Nun bin ich mir sehr unschlüssig, ob und inwieweit ich hier eine kommentierende Darstellung geben soll, oder ob ich damit die Leser dieses Blogs nur langweile, da sich mein Interesse hauptsächlich aus meiner eigenen Blogtätigkeit speist. Ich möchte also zusammenfassend festhalten, dass mich viele Ergebnisse der Studie nicht überrascht haben:
- Mehr männliche als weibliche Lehrer bloggen.
- Die bloggenden Lehrer sind älter als der allgemeine Durchschnittsblogger aber dennoch jünger als die durchschnittliche Lehrerschaft.
- Die Themen kreisen um Schule, werden aber auch durch private Informationen durchzogen – bei auffälligem Anteil von e-Learning-Themen (generelle Computeraffinität von Lehrerbloggern).
- Post werden relativ wenig bis teilweise gar nicht kommentiert (das die ermittelte Kommentarzahl dem “normalen” Blogger entspricht, wage ich etwas zu bezweifeln.

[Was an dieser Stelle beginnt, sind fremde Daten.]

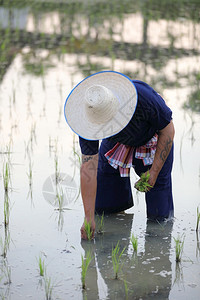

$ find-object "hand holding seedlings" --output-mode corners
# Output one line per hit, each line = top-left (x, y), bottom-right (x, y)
(81, 219), (95, 241)
(135, 171), (153, 192)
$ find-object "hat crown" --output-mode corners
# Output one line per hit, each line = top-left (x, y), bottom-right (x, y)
(85, 85), (118, 124)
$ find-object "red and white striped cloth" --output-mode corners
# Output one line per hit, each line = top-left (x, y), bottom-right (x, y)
(105, 134), (158, 177)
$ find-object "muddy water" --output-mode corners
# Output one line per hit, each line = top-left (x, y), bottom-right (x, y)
(0, 1), (200, 300)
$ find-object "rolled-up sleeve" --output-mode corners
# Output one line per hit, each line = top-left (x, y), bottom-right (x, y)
(79, 137), (99, 155)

Nach meiner subjektiven Wahrnehmung wird in Lehrerblogs etwas weniger kommentiert als in “normalen Blogs).
- Mit einem Drittel ein relativ hoher Anteil von anonym geführten Lehrerblogs.
Eine gute Übersicht über interessante Ergebnisse stellt auch folgende, der Arbeit entnommene Tabelle dar:
Wer sich also für Lehrerblogs interessiert, wird hier eine gelungene Analyse finden, welche Personen und Motive sich hinter den Bloggern verbergen können. Und wer selber mit dem Gedanken spielt, einen solchen Weblog einzurichten, findet eine gute Analyse derer, in deren Kreis er sich begeben wird.
Was mich noch interessiert hätte, wäre die Leserperspektive. Die Arbeit fokussiert auf folgende Forschungsfragen:
1. Worüber bloggen Lehrer?
2. Woher kommt die Motivation zum Bloggen bei Lehrern?
3. Inwiefern können beim Bloggen die drei psychologischen Grundbedürfnisse
nach Kompetenz, Autonomie und sozialer Eingebundenheit befriedigt werden?
4. Welche Funktionen hat das Bloggen für Lehrer?
5. Bloggt ein ganz bestimmter Lehrertyp?
Die Wahrnehmung dieser Blogs wäre sicher auch eine Untersuchung wert, die die vorliegende wahrscheinlich aber gesprengt hätte. Sind es eigentlich andere Lehrer, die diese Blogs lesen? Werden dabei (also beim Lesen) eher berufliche oder private Bedürfnisse befriedigt? Wie stark rekrutiert sich die Leserschaft aus dem Bekanntenkreis des Bloggers bzw. wie eng ist der Kontakt der Leser zum Blogger (und unterscheidet sich das aufgrund des sozialen Betätigungsfeld Schule von anderen Blogs)?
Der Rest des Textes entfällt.